So I was surprised to read this article in the Guardian, https://www.theguardian.com/education/2020/aug/20/firm-linked-to-gove-and-cummings-hired-to-work-with-ofqual-on-a-levels, about the non-competitive appointment of Public First, apparently run by what the Guardian refers to as “associates of Michael Gove and Dominic Cummings”, and who have been “working behind the scenes…to assist Ofqual with communicating its A-level and GCSE results plan to help secure public confidence in the strategy”.
“Public confidence”.
They did a pretty good job at that, then…
Back to the algorithm…
Reply
Huy Duong says:
21st August 2020 at 15:54
Hi Dennis,
I think it was either Priti Patel of Williamson who first specified the concept that the 2020 grade distributions should be similar to previous years’. That concept is not inherently wrong, but the key is is in the interpretation of “similar”.
Interpreting it as “grade inflation within 2%” is clearly stupid and is the root of all the injustice and chaos.
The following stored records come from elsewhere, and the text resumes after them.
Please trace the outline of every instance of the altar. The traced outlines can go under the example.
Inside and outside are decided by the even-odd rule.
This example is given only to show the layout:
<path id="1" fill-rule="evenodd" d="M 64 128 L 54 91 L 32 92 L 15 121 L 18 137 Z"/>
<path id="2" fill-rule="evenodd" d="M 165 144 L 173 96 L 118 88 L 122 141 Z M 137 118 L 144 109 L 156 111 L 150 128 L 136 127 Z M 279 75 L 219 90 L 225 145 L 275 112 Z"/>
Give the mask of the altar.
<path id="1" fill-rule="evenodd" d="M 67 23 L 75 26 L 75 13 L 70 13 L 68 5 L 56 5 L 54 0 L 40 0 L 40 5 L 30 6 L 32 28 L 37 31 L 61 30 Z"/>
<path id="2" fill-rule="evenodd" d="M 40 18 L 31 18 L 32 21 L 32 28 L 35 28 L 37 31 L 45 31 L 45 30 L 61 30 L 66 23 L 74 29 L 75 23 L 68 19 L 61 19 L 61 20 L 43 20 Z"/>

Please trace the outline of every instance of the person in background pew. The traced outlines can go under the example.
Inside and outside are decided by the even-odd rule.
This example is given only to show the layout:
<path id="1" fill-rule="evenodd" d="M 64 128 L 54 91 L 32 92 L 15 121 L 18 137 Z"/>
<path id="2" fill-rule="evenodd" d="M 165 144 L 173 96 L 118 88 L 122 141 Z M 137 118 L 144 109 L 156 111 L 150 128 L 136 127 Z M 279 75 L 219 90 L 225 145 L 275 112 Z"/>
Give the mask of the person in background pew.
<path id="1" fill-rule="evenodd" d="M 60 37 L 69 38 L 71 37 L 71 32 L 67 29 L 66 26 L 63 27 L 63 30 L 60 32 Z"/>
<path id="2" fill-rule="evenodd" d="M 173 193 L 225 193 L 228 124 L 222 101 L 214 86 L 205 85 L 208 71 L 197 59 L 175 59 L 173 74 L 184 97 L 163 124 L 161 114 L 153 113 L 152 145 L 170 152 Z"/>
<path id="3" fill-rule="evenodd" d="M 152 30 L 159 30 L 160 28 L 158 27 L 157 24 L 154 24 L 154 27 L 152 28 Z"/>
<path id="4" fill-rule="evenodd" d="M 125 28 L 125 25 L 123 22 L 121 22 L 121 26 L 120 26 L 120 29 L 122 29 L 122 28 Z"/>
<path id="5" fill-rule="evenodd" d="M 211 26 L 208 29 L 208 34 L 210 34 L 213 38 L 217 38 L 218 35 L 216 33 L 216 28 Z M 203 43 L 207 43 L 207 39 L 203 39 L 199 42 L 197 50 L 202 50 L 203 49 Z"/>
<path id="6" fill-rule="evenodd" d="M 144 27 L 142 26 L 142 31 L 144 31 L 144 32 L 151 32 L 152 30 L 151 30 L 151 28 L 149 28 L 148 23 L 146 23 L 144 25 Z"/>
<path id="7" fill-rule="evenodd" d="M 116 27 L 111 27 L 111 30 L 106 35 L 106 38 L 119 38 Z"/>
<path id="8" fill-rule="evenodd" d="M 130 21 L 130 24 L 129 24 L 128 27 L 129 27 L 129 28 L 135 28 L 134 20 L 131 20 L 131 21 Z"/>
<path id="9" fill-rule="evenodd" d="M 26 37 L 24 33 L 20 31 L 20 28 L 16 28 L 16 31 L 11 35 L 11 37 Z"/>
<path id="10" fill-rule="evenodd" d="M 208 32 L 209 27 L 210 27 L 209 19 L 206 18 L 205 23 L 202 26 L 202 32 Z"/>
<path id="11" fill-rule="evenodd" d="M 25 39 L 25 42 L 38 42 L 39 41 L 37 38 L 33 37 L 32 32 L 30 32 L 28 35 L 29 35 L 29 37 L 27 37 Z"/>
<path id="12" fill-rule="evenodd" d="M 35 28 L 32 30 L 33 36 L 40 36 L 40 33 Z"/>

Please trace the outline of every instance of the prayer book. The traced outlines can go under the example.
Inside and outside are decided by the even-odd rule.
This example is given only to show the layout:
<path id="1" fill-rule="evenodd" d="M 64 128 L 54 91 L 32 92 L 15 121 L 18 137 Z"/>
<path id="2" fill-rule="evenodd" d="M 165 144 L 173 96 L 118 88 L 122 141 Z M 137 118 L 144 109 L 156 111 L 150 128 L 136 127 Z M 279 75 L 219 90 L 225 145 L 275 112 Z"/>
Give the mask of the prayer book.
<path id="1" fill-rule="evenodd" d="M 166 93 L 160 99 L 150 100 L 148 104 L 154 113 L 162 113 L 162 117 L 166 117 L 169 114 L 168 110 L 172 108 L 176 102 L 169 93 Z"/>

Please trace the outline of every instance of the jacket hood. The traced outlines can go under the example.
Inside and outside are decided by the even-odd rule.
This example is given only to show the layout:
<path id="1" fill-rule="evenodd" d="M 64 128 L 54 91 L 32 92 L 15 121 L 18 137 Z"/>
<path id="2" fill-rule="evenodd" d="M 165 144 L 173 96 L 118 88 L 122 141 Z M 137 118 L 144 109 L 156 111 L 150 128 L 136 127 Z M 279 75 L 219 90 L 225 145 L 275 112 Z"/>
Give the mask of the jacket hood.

So, to me, any enquiry should find out where/who that interpretation came from.
I think who designed the DCP approach is not important (maybe I’m naive). I think it is just a simplistic, lazy, crude approach that many people can come up with. Eg, I think the Scottish method is much better. What’s more important is why it was chosen. Ofqual’s documents claims that it was chosen because it gave the best results. However, there is a BBC article which said that it just happened to be the approach that was best at “cheating” in Ofqual’s tests.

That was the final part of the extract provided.